10 Jacob left Beer-sheba, and went toward Haran. 11And he came to a certain place, and stayed there that night, because the sun had set. Taking one of the stones of the place, he put it under his head and lay down in that place to sleep. 12And he dreamed that there was a ladder set up on the earth, and the top of it reached to heaven; and behold, the angels of God were ascending and descending on it! 13And behold, the Lord stood above it and said, “I am the Lord, the God of Abraham your father and the God of Isaac; the land on which you lie I will give to you and to your descendants; 14and your descendants shall be like the dust of the earth, and you shall spread abroad to the west and to the east and to the north and to the south; and by you and your descendants shall all the families of the earth bless themselves. 15Behold, I am with you and will keep you wherever you go, and will bring you back to this land; for I will not leave you until I have done that of which I have spoken to you.” 16Then Jacob awoke from his sleep and said, “Surely the Lord is in this place; and I did not know it.” 17And he was afraid, and said, “How awesome is this place! This is none other than the house of God, and this is the gate of heaven.”

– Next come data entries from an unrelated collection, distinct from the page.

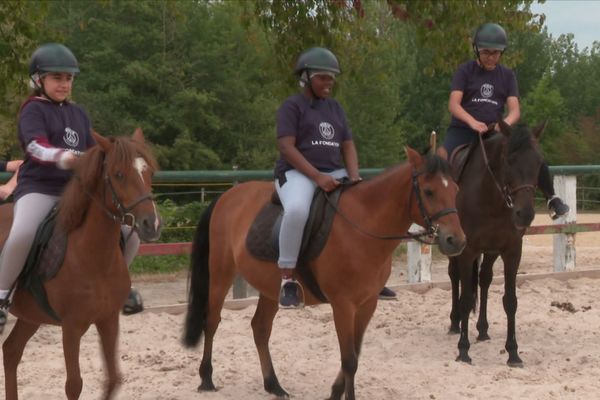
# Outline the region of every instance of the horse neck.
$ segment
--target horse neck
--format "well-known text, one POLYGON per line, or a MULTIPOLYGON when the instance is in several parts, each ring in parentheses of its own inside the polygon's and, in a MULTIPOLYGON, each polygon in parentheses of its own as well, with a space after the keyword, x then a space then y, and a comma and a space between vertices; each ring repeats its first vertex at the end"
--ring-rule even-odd
MULTIPOLYGON (((462 179, 463 182, 475 188, 477 193, 480 193, 480 195, 475 197, 485 206, 492 205, 496 208, 495 203, 504 202, 504 198, 497 185, 500 188, 504 186, 506 164, 503 153, 505 145, 505 138, 499 133, 484 140, 483 149, 485 150, 485 156, 483 149, 479 147, 475 157, 473 157, 472 165, 470 168, 467 168, 469 171, 468 176, 465 177, 466 179, 462 179)), ((461 185, 461 190, 464 186, 464 184, 461 185)))
MULTIPOLYGON (((99 194, 95 194, 100 199, 99 194)), ((79 241, 78 245, 94 258, 102 260, 119 249, 120 224, 110 218, 99 201, 92 200, 82 224, 71 234, 79 241)))
MULTIPOLYGON (((412 166, 405 163, 355 186, 348 192, 353 204, 349 216, 365 231, 374 235, 406 234, 411 224, 412 171, 412 166)), ((365 238, 364 234, 352 231, 365 238)), ((399 241, 375 240, 380 245, 391 248, 395 248, 399 241)))

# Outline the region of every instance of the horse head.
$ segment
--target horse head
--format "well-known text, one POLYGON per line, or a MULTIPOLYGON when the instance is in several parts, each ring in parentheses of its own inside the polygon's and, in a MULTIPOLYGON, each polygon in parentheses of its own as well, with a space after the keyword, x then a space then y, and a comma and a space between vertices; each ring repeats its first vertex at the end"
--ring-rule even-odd
POLYGON ((510 126, 499 121, 505 137, 503 150, 503 191, 517 228, 528 227, 535 217, 534 199, 543 162, 538 143, 546 122, 532 131, 525 124, 510 126))
POLYGON ((448 163, 433 153, 422 156, 408 146, 405 149, 413 168, 411 219, 437 235, 443 254, 460 254, 466 238, 456 211, 458 186, 448 163))

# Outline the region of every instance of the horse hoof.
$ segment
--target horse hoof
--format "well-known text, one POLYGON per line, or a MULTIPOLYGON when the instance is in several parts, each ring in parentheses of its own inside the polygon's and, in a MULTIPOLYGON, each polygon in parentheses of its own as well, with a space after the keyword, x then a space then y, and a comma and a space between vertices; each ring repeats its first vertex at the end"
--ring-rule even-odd
POLYGON ((508 361, 506 362, 506 365, 508 365, 511 368, 523 368, 523 361, 518 357, 516 360, 511 360, 509 358, 508 361))
POLYGON ((458 327, 451 326, 450 329, 448 329, 448 335, 458 335, 459 333, 460 328, 458 327))
POLYGON ((202 382, 200 386, 198 386, 199 392, 216 392, 217 388, 212 382, 202 382))
POLYGON ((459 355, 458 357, 456 357, 456 361, 460 361, 460 362, 464 362, 465 364, 472 365, 471 357, 469 357, 467 355, 459 355))
POLYGON ((480 342, 485 342, 486 340, 490 340, 490 339, 491 339, 491 337, 487 333, 480 333, 479 336, 477 336, 477 340, 480 342))

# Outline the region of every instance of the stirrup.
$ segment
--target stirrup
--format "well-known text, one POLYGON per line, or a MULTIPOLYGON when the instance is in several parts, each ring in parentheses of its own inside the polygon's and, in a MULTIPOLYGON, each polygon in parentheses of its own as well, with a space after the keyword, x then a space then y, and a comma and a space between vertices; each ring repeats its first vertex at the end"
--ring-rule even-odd
POLYGON ((295 279, 283 279, 279 290, 279 308, 280 309, 300 309, 304 308, 304 288, 295 279), (286 293, 295 289, 295 293, 286 293))

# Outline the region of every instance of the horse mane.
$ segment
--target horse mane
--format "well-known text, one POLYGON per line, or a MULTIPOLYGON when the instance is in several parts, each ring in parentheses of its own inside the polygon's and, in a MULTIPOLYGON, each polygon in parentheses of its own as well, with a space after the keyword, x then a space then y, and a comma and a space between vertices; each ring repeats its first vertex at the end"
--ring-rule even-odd
POLYGON ((450 164, 437 154, 425 154, 425 168, 424 171, 427 175, 435 175, 441 173, 442 175, 450 175, 450 164))
POLYGON ((507 155, 519 154, 520 152, 529 150, 533 147, 531 140, 531 131, 524 122, 519 122, 511 128, 510 137, 508 139, 507 155))
POLYGON ((83 223, 92 196, 96 195, 102 184, 104 170, 109 174, 114 171, 128 171, 136 157, 144 158, 153 170, 158 169, 156 159, 145 143, 130 136, 108 139, 112 144, 108 153, 105 153, 101 146, 95 145, 78 160, 73 176, 61 196, 58 223, 66 233, 83 223))

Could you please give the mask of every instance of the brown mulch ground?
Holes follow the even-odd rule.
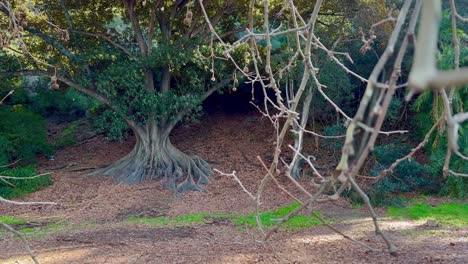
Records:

18 So Jacob rose early in the morning, and he took the stone which he had put under his head and set it up for a pillar and poured oil on the top of it. 19He called the name of that place Bethel; but the name of the city was Luz at the first. 20Then Jacob made a vow, saying, “If God will be with me, and will keep me in this way that I go, and will give me bread to eat and clothing to wear, 21so that I come again to my father’s house in peace, then the Lord shall be my God, 22and this stone, which I have set up for a pillar, shall be God’s house; and of all that thou givest me I will give the tenth to thee.”